Kin's Farm Market
- Founded: 1983; 43 years ago
- Founders: Kin Wah and Kin Hun Leung
- Headquarters: Richmond, British Columbia
- Number of locations: 29 (2019)
- Area served: British Columbia
- Website: kinsfarmmarket.com

= Kin's Farm Market =

Canadian supermarket chain

Kin's Farm Market is a Canadian-owned chain of retail produce outlets. As of 2019, the company operates 29 stores across British Columbia. The stores sell fresh produce from local farms, as well as imported fruit and vegetables from around the world.

==History==

Kin's Farm Market was founded in 1983 by Kin Wah and Kin Hun Leung, who were at the time recent graduates of Vancouver Community College, at an eight-foot table at the Granville Island market in Vancouver, British Columbia. Four years later, they opened their first retail location at Blundell Centre in Richmond, British Columbia, naming it Kin's Farm Market. Three years later, they opened a second store. By 2001, Kin's had opened a total of twelve stores, and by 2012 they had opened close to thirty.

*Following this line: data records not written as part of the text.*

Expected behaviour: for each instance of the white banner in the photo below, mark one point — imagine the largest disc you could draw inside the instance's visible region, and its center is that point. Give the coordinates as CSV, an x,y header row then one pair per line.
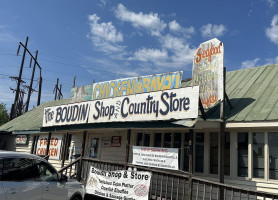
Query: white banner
x,y
120,185
166,158
54,147
179,103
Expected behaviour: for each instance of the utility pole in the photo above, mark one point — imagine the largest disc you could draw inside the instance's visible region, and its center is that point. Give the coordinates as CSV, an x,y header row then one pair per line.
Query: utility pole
x,y
39,94
31,83
73,85
18,101
17,91
58,91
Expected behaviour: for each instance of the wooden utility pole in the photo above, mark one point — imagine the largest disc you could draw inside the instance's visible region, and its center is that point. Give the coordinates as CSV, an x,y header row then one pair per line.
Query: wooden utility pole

Kin's Farm Market organize and participate in community events, including the Green Fighter program, the Dirty Apron Team, and the BC Blueberry Festival. The company has also raised funds for the David Suzuki Foundation and medical research.

In 2013, The Georgia Straight magazine named Kin's Farm Market the best produce store in the British Columbia lower mainland area, and the market was given a Best of Vancouver Readers' Choice Award.